Solar Self-Driven Electrocatalytic Reduction of N2 Directly to CO2-Free Generation of Ammonia on a Coupled Ce-Mediated Cu/Porous Carbon Electrode

Reduction of nitrogen to ammonia under mild conditions is recognized as one key step in the NH3-economy. The Haber–Bosch process, the typical ammonia production technique, is energy-intensive and high carbon-emitting. Intense efforts have been devoted to searching for sustainable options for decarbonized ammonia generation. Wherein, the electrocatalytic nitrogen fixation route driven by renewable energy is extremely anticipated. Herein, the integrated concept for ammonia production powered by direct solar energy is outlined and proposed. Responding to the limited yield rate and reasonable Faraday efficiency in ammonia synthesis, non-precious Cu-electrocatalysts with porous carbon as substrates are fabricated and Ce is introduced as a modulator which could facilitate electron conduction and nitrogen trapping. By optimizing the proportion of metal sources, strongly synergistic metallic effect of Ce and Cu is structured, further enhancing nitrogen reduction performance of electrocatalysts and inhibiting hydrogen evolution reaction.
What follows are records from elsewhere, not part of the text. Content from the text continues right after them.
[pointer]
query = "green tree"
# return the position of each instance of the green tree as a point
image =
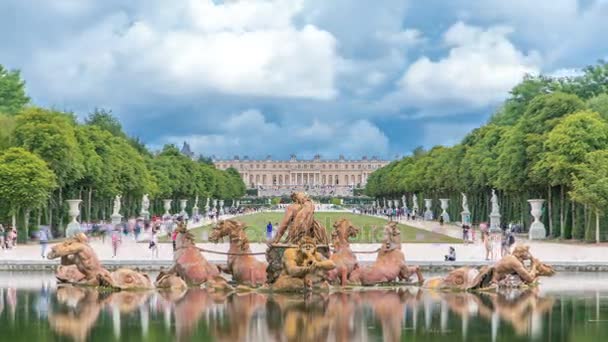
(26, 183)
(590, 185)
(12, 92)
A satisfactory NH3 yield rate of 30.60 ± 3.04 μg h–1 mgcat–1 is achieved at −0.3 V vs reversible hydrogen electrode (RHE) in 0.1 M KOH and the corresponding FE is about 8.20 ± 0.22%. The solar self-driven NH3 generation system presents a total yield of 104 μg mgcat–1 and a solar-to-ammonia efficiency of 1% at ∼1.2 V in daylight. This work offers a rational energy-utilizing strategy for the preparation of high-grade NH3 chemical via solar system employing non-precious metal catalysts in zero-carbon emission footprint.